Council President Tyrone Hendrix, of Ward 6, said on Aug. 8 that the lessons of last year's priority-based budgeting process make him curious as to the measurement guidelines for this year.
"I look forward to actually seeing the metrics, and the scores of the priority-based budgeting," Hendrix said. "How do we measure the effectiveness of this program or this project? How do we determine which one of these services are the most important?"
The budget process will begin during the fall, and unlike last year, the city will not be able to lean on a fund reserve to "stop-gap" the spending, Hendrix said. For him, the essential part is the process by which city leaders determine municipal priorities.
"I am really looking forward to seeing that this budget," Hendrix said.
For Yarber, though, the success of Jackson is tied to his ability to continue with the work of the last year and a half and during a re-election year. "We are here today because we believe in the promising future of this city," Yarber said at State of the City. "I am here today because you trusted me and my ability to lead us into that promise."

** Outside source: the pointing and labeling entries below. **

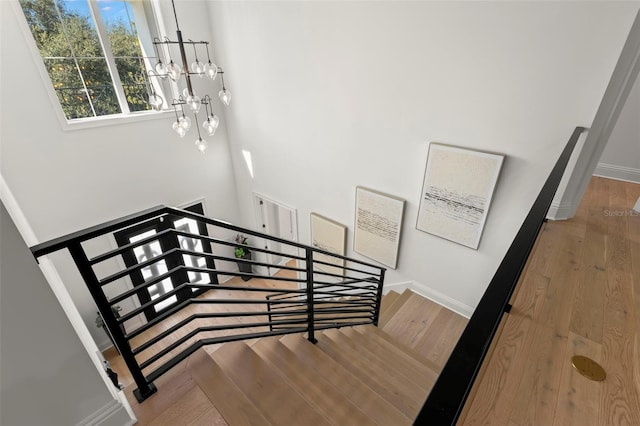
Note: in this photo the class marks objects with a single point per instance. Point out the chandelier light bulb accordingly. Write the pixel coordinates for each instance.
(179, 129)
(194, 103)
(161, 69)
(174, 71)
(185, 123)
(201, 144)
(198, 68)
(225, 96)
(211, 70)
(211, 124)
(156, 101)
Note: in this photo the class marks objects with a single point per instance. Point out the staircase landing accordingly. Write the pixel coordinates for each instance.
(361, 375)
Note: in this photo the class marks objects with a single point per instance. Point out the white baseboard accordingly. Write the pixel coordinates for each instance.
(559, 211)
(433, 295)
(112, 413)
(611, 171)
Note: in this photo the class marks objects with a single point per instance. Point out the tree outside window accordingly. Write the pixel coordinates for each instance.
(92, 53)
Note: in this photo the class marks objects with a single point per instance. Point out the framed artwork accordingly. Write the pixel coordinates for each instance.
(456, 193)
(330, 236)
(378, 224)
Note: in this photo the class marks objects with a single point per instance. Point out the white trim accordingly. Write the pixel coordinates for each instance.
(611, 171)
(624, 75)
(431, 294)
(104, 414)
(80, 123)
(59, 290)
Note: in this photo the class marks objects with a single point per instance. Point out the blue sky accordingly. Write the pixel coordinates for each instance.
(111, 10)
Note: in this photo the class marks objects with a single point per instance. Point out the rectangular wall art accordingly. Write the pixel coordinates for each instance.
(456, 193)
(330, 236)
(378, 225)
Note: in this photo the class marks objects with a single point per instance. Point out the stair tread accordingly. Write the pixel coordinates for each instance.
(387, 300)
(394, 307)
(370, 402)
(415, 355)
(381, 362)
(394, 355)
(309, 383)
(410, 323)
(229, 400)
(264, 387)
(404, 400)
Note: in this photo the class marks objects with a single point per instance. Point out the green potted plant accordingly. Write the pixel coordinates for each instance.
(241, 251)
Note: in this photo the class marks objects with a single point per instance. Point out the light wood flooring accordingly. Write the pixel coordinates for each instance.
(368, 375)
(580, 295)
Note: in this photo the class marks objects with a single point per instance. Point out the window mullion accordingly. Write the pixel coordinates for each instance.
(74, 57)
(108, 53)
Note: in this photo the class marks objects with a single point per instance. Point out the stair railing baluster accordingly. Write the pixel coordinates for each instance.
(310, 307)
(376, 315)
(145, 389)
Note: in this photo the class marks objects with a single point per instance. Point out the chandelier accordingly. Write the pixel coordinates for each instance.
(188, 102)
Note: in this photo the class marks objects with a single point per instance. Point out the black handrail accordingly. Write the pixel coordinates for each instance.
(361, 284)
(448, 395)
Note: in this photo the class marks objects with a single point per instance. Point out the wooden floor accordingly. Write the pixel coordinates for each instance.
(580, 295)
(387, 387)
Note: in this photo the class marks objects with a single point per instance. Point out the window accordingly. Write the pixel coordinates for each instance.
(93, 53)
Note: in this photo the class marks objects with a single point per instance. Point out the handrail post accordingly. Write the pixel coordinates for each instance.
(310, 304)
(145, 389)
(376, 315)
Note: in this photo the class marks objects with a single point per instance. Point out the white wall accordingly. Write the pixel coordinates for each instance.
(47, 376)
(68, 180)
(621, 157)
(331, 95)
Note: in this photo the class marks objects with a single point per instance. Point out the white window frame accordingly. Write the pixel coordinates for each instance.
(104, 120)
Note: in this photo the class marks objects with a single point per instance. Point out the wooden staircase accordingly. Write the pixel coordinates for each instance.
(353, 376)
(361, 375)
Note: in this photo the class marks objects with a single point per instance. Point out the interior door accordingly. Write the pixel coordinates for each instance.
(276, 220)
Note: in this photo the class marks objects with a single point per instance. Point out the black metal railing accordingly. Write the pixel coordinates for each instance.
(313, 289)
(449, 394)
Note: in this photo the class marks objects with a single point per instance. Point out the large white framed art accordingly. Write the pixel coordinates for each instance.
(331, 236)
(456, 193)
(378, 225)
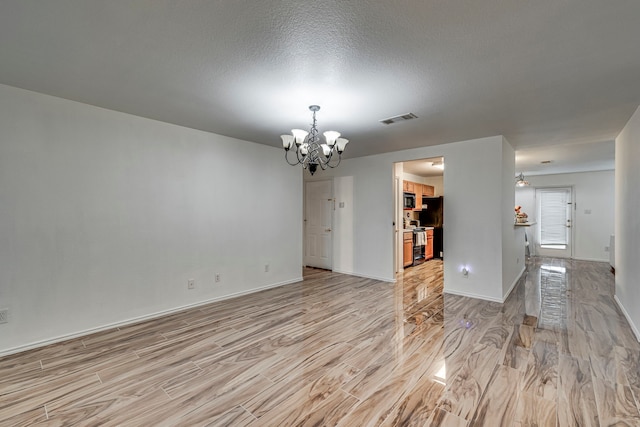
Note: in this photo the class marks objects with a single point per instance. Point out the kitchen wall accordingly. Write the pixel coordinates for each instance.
(594, 210)
(474, 236)
(627, 221)
(105, 216)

"I remember the letters, the calls and the constant reminders that I have received over my time as your mayor, every time I'm fighting to keep this momentum going."
Yarber emphasized, at the end of the address, that he wanted to keep the city moving, building on the work of the last year. "And while the city may not have arrived at its destination, yet, I guarantee you that this train is moving. Jackson, Mississippi, is on the move."